Rétablir la primauté de l’intérêt général, c’est aussi revenir aux fondamentaux de la République. Les fondements historiques de l’intérêt général sont anciens et divers (pensons à Jean Bodin). Ils sont principalement républicains. L’intérêt général - ou plutôt, pour employer la langue si parlante de l’époque, le « bien commun » - était une préoccupation essentielle des hommes de 1789. Ainsi, la Déclaration des droits de l’homme et du citoyen fait référence à des notions telles que le « bonheur de tous » ou « l’utilité commune ». La Déclaration proclame donc non seulement l’émancipation de la personne, mais encore la nécessité d’œuvrer au bien commun pour mener à bien cette émancipation. Ce n’est pas le manifeste d’individualisme bourgeois triomphant que nous a longtemps dépeint une certaine vulgate marxiste. En témoignent le Préambule de la Déclaration (« afin que les réclamations des citoyens, fondées désormais sur des principes simples et incontestables, tournent toujours au maintien de la Constitution et au bonheur de tous »), ou son article 1er (« ...les distinctions sociales ne peuvent être fondées que sur l’utilité commune »), ou encore son article 12 (« La garantie des droits de l’homme et du citoyen nécessite une force commune : cette force est donc instituée pour l’avantage de tous et non pour l’utilité particulière de ceux auxquels elle est confiée »).

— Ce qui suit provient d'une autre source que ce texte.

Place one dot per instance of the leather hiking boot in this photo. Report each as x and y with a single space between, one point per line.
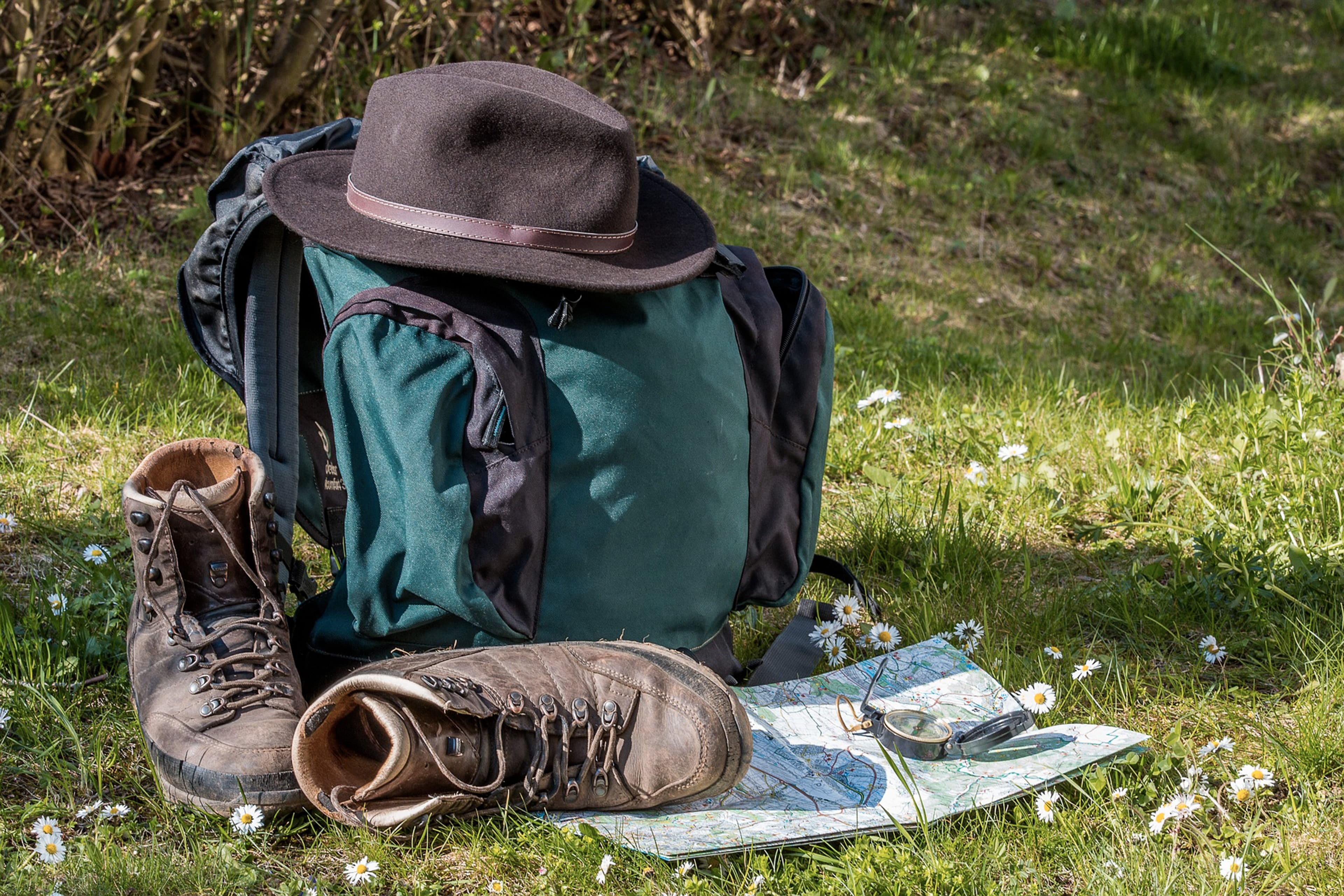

Depuis quelques années, notre pays est rudement éprouvé dans sa chair, dans son mode de vie et dans ses symboles : terrorisme, incendie de Notre Dame, grève des retraites, gilets jaunes, covid, menace de guerre, crise énergétique, reprise de l’inflation. Ces faits ont mis à l’épreuve le modèle individualiste, le « tout m’est permis, tout m’est dû » qui marquent la société française contemporaine (et qui affectent inévitablement son système juridique). 

Avec la crise sanitaire, nous avons assisté (comme dit Olivier Dutheillet de Lamothe dans la revue Commentaire) au « retour du Léviathan ». Pour sa part, le drame ukrainien, s’il nous démontre a contrario les vertus de l’Etat de droit, nous rappelle aussi à des fondamentaux que nous avions perdus de vue, persuadés que le confort individuel était notre horizon indépassable et que le droit et le marché suffisaient à nous y conduire. Ces fondamentaux sont la souveraineté, le sentiment d’appartenance nationale, le sacrifice, la nécessité de la puissance, la sacralité de la frontière, l’autorité de l’Etat. Le laxisme et la sensiblerie occidentaux ont donné de l’audace à Poutine comme aux islamistes, aux ultras de la haine antisystème comme aux délinquants. L’anomie prive nos sociétés de défenses immunitaires. 

La résistance du peuple ukrainien devrait nous tirer de notre assoupissement irénique et post-historique. La République doit réapprendre à se mobiliser contre ses ennemis intérieurs et extérieurs. La démocratie doit réapprendre à faire prévaloir le bien commun sur les prétentions individuelles et catégorielles. L’individu doit redevenir citoyen. Il doit renouer le lien imprudemment coupé, au nom de l’autonomie de la personne, avec la communauté politique. Il ne s’agit pas de rappeler le Léviathan, mais de retrouver ce surplomb de références partagées, d’attachements mémoriels, de loyautés et de sentiments d’appartenance commune sans lequel chacun, bien que prétendument libéré, est livré à lui-même face aux intempéries de l’histoire.

Cela passe par le rétablissement d’un équilibre des pouvoirs plus respectueux du suffrage universel, plus attentif aux vues des gens ordinaires et plus soucieux des intérêts supérieurs de la Nation. Les juges, les technocrates, les influenceurs d’opinion et l’opinion elle-même doivent reconnaître aux pouvoirs exécutif et législatif une marge de manœuvre qui est à la fois inhérente à la démocratie représentative et nécessaire à la gestion du bien commun dans un monde trop dangereux et trop complexe pour se laisser réduire à la satisfaction de revendications sectorielles ou au règne de principes désincarnés. 

Retrouver la boussole du bien commun, pour retrouver confiance en nous-mêmes. Tel est le vœu – un peu désespéré, un peu fou – que je formerai en 2023 à l’adresse de la société française.